Rond elf uur die avond werd ik wakker van lawaai in de gang.
Eerst hoorde ik de stem van dc vrouw die met een stel kinderen aan
het eind van de gang woonde. Daarna herkende ik dc stem van de
conciërge.
Even later werd er aangeklopt.
Wie zou er op dit uur langskomen, en dan nog wel op deze
avond? De Kerstman zeker niet. Die kwam niet langs bij zo'n
misantroop als ik. Niet na alle slechte dingen die ik had
gedaan.
'Ga weg!' riep ik plotseling. 'Ik heb hier een pistool. Dat is
geen grapje, ik zal het gebruiken ook.'
Daar zat ik tandenknarsend in het donker terwijl het kloppen
maar doorging. Het moesten Aubrey en Justin zijn. Om me op te
vrolijken. Ik had ze godverdorie toch gezegd dat ik niet gestoord
wilde worden? Ik wilde verdomme niet worden opgevrolijkt.De stem
van de conciërge klonk harder toen hij met de andere man
discussieerde. Een van hen riep nu mijn naam.

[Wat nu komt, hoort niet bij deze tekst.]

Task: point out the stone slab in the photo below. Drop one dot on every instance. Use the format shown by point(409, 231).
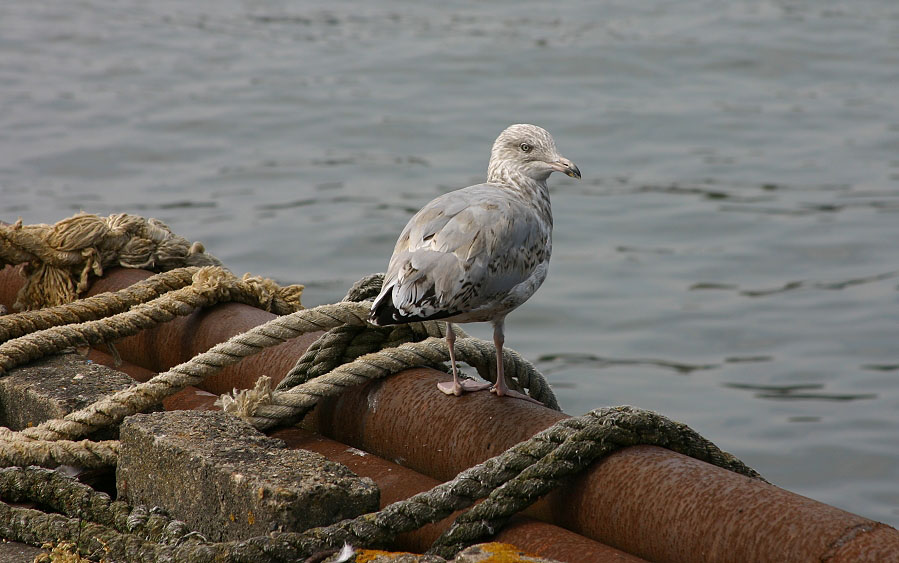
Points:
point(53, 387)
point(230, 482)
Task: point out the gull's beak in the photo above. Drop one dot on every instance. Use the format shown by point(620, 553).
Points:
point(566, 167)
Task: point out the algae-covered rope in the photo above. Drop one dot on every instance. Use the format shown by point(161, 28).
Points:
point(591, 437)
point(515, 478)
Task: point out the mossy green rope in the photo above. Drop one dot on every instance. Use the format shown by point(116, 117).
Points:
point(510, 481)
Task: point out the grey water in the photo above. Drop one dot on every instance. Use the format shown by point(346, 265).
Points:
point(730, 258)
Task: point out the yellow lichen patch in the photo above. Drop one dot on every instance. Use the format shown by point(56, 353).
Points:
point(63, 552)
point(503, 553)
point(366, 555)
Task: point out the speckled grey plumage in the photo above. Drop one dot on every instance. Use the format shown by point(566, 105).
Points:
point(477, 253)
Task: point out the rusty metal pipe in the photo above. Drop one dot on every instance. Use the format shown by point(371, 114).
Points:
point(397, 483)
point(701, 514)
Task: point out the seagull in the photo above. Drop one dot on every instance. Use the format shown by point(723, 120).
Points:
point(476, 254)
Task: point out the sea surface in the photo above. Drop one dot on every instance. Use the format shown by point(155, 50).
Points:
point(730, 258)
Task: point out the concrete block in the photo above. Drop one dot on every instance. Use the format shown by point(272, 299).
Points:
point(53, 387)
point(230, 482)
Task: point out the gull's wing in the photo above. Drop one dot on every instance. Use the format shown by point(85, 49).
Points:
point(463, 251)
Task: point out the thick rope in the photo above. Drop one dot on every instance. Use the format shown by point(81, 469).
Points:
point(210, 285)
point(14, 450)
point(96, 307)
point(586, 439)
point(60, 259)
point(292, 405)
point(110, 410)
point(522, 474)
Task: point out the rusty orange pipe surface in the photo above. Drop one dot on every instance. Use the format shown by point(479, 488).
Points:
point(702, 513)
point(397, 483)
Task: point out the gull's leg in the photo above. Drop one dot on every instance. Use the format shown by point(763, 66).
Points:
point(500, 388)
point(458, 385)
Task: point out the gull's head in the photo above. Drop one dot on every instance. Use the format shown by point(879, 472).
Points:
point(527, 150)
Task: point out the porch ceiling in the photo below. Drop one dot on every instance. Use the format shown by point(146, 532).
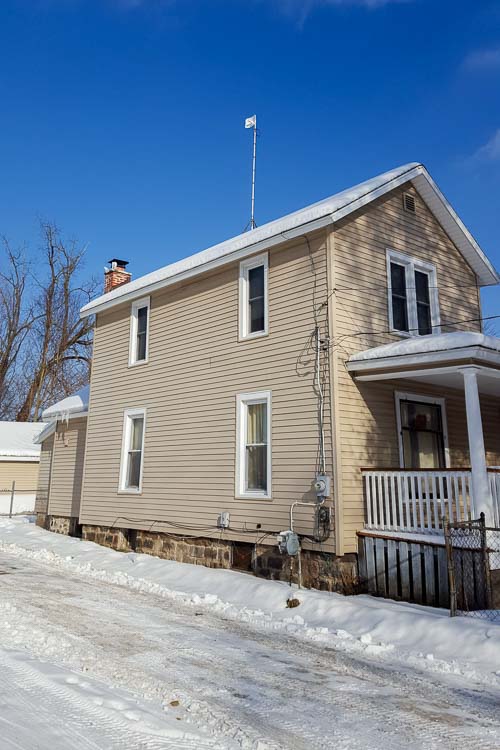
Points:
point(437, 359)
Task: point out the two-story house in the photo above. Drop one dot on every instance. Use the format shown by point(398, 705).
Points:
point(343, 341)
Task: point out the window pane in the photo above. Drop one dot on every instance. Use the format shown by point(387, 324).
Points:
point(134, 468)
point(137, 427)
point(256, 478)
point(256, 423)
point(423, 441)
point(256, 282)
point(423, 303)
point(399, 314)
point(422, 287)
point(142, 326)
point(418, 416)
point(256, 299)
point(399, 302)
point(257, 315)
point(142, 319)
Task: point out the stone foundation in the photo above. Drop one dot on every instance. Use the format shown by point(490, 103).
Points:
point(42, 520)
point(320, 570)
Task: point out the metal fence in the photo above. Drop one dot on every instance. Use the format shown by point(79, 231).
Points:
point(473, 553)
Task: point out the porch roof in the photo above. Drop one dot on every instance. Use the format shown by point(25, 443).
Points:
point(437, 358)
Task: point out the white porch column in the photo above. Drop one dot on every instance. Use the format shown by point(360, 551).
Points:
point(483, 501)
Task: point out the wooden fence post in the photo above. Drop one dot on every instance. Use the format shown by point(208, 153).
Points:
point(12, 494)
point(451, 571)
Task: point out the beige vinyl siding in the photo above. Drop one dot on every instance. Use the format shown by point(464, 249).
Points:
point(42, 492)
point(24, 473)
point(366, 413)
point(196, 369)
point(67, 468)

Ik kon er niet meer tegen. Ik deed het licht aan, beende naar
de deur, en trok hem met een ruk open.
De vioolkoffer zag ik het eerst.
'Nan?'
Uiteindelijk was daar het bewijs dat ik geen stoere meid was,
geen Femme Nikita: mijn ogen rolden omhoog, mijn benen werden van
gelei en heel meisjesachtig viel ik flauw.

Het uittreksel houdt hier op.